Finnish voters opted for reliability and stability by overwhelmingly handing a second term to President Niinisto. His huge victory means Finland will avoid a presidential runoff for the first time in history.
Finnish President Sauli Niinisto clinched an overwhelming victory in the first round of elections on Sunday.
Niinisto, a former finance minister and parliamentary speaker, won 62.7 percent of the votes cast. His closest rival, Pekka Haavisto of the Greens, got 12.4 percent.
None of the other six candidates received more than 7 percent of the vote.
Riding on his massive popularity, Niinisto comfortably avoided the need for a runoff, a first since Finland introduced a two-round presidential election by popular vote in 1994.
“I am very surprised at this kind of support. I must think hard how to be worthy of it,” 69-year-old Niinisto told reporters
“I have no intention of making changes just for the sake of making changes. Surely we will follow very closely what is happening outside of Finland, globally, and if needed, then we will surely react,” he said.
Pekka Haavisto, who also finished second in 2012, conceded the race long before the vote-count was completed, telling the Finnish national broadcaster that Niinisto “is the republic’s new president with this result.”
NATO or Russia — A delicate balancing act
Niinisto has been a fixture in Finnish politics since first winning a parliamentary seat for the conservative National Coalition Party in 1987. He followed it up with stints as justice minister and finance minister, concurrently serving as deputy prime minister, before winning his first six-year term as president in 2012.
In these elections, Niinisto ran as an independent with no association to the NCP that he earlier chaired.

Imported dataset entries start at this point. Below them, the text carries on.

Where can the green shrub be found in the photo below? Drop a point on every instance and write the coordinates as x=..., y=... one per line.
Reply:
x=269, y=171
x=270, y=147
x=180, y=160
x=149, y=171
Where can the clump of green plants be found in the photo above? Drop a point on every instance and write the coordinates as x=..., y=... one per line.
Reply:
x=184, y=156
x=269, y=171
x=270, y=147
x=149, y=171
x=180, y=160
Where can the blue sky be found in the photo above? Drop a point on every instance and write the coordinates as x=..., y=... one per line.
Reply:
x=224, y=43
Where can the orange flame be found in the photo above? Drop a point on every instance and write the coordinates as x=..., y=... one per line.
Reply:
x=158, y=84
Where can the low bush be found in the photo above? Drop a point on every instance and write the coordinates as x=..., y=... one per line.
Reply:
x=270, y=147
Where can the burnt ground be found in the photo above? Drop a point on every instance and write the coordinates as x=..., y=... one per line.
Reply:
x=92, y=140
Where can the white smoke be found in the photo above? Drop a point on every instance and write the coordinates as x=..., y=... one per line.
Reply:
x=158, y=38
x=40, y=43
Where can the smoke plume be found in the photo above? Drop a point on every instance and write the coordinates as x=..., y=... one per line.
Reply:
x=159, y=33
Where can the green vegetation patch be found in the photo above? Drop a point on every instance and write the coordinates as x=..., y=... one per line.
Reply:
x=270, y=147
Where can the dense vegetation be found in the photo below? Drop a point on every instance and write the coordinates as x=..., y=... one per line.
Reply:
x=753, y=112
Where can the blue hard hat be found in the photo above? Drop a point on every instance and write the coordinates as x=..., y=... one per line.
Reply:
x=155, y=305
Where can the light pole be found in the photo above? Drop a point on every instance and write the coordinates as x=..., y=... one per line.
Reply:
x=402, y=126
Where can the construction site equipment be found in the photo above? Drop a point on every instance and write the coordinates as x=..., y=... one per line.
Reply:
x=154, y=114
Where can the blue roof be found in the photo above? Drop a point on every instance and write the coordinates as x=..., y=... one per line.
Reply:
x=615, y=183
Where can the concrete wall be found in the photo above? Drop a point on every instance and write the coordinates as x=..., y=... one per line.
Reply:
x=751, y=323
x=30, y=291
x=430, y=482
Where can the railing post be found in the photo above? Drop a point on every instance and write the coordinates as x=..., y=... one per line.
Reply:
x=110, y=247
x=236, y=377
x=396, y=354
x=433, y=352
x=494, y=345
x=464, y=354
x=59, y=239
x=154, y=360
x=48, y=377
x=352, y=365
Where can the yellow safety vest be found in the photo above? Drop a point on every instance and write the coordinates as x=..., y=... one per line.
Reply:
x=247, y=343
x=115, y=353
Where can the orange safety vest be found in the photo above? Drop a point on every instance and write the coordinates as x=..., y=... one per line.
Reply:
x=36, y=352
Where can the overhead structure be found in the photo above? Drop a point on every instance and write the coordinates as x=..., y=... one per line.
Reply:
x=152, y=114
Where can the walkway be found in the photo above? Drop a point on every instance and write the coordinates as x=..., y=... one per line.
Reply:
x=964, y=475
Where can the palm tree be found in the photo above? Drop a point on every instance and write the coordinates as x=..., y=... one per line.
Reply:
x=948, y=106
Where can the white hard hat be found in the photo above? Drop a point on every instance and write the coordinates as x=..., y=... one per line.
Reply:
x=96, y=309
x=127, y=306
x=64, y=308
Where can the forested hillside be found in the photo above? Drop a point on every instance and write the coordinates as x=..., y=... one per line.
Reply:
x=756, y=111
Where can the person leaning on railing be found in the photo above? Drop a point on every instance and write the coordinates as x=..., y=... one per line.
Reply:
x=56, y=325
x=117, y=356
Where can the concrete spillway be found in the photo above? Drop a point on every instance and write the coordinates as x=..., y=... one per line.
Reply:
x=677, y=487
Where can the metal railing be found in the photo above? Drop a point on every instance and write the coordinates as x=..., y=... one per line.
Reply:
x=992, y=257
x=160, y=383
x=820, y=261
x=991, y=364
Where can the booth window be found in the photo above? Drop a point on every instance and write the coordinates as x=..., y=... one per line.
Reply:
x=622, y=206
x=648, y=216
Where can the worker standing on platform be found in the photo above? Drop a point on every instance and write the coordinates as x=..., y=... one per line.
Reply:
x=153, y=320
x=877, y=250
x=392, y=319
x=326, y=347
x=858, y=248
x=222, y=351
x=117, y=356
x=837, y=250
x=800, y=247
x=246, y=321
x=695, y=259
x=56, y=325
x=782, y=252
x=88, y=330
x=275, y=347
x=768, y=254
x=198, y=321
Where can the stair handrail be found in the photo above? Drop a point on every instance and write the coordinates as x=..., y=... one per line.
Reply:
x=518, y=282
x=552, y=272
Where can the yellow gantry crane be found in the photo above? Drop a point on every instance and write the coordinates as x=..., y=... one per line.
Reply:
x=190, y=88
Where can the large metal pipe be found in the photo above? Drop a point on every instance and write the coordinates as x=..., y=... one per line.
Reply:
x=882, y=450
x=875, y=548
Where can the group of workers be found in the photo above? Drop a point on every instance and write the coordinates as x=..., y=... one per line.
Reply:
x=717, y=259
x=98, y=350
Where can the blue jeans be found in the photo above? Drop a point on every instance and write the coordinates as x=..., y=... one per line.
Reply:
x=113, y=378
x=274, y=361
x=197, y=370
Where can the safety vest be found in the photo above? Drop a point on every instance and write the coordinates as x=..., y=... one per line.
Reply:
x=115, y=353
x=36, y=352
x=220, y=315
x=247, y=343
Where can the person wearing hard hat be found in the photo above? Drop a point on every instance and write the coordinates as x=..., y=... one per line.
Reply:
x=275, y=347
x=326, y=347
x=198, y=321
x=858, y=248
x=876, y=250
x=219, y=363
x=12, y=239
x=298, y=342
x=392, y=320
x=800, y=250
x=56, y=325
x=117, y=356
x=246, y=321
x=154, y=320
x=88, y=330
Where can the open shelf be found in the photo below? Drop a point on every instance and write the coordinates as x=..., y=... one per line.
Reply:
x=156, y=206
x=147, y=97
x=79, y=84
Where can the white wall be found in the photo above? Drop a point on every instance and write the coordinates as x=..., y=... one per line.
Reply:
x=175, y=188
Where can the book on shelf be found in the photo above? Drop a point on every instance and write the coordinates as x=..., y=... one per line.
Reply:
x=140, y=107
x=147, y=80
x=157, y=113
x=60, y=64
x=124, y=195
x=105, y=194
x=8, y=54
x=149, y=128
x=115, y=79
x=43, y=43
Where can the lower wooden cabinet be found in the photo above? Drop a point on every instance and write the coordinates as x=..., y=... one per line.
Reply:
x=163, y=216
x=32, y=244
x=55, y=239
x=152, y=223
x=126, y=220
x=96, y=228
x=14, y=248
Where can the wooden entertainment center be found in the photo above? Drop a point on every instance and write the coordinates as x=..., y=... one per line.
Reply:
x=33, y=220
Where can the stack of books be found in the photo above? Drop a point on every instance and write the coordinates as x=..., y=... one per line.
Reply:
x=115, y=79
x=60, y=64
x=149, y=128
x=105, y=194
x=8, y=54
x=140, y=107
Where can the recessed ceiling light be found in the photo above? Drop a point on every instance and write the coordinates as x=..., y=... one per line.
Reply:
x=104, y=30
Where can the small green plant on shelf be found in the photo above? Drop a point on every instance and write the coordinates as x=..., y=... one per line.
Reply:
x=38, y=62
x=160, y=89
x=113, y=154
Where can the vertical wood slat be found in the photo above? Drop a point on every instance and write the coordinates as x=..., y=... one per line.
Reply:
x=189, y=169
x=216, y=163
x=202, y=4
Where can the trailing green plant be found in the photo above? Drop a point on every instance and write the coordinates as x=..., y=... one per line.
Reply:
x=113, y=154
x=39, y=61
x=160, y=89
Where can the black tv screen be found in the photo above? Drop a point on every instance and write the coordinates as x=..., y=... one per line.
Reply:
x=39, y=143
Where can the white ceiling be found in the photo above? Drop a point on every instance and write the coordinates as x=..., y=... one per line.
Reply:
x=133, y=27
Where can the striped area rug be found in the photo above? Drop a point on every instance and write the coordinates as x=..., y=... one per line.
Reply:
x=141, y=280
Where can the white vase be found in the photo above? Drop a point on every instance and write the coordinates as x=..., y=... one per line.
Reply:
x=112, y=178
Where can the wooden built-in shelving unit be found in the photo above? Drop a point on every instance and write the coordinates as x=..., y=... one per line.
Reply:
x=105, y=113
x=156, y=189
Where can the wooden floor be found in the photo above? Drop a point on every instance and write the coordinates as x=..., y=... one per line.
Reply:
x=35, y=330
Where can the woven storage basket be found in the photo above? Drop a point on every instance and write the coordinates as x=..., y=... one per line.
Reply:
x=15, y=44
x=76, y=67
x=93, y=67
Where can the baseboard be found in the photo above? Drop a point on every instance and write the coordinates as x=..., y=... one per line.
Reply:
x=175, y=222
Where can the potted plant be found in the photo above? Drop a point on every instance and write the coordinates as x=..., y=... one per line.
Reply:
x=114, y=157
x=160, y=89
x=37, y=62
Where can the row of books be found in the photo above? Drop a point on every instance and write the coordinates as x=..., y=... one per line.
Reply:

During his first term as president, Niinisto is credited for having deepened ties with the United States and NATO without antagonizing Russia, with whom the Nordic country shares the longest border in the bloc.
Pro-EU President Niinisto was instrumental in maintaining ties with Russian President Vladimir Putin, despite Finland backing western economic sanctions against Russia over its annexation of Crimea in 2014. He faced flak for inviting Putin to visit shortly after the annexation.
Recent polls predicted Niinisto would get between 58 and 63 percent of the vote and Haavisto of the Greens would garner some 14 percent.
Almost 4.5 million voters were eligible to vote for the president, a largely ceremonial post following changes to the constitution adopted in 1999.
But as head of state, the president is the key foreign policy player, particularly on issues outside the European Union.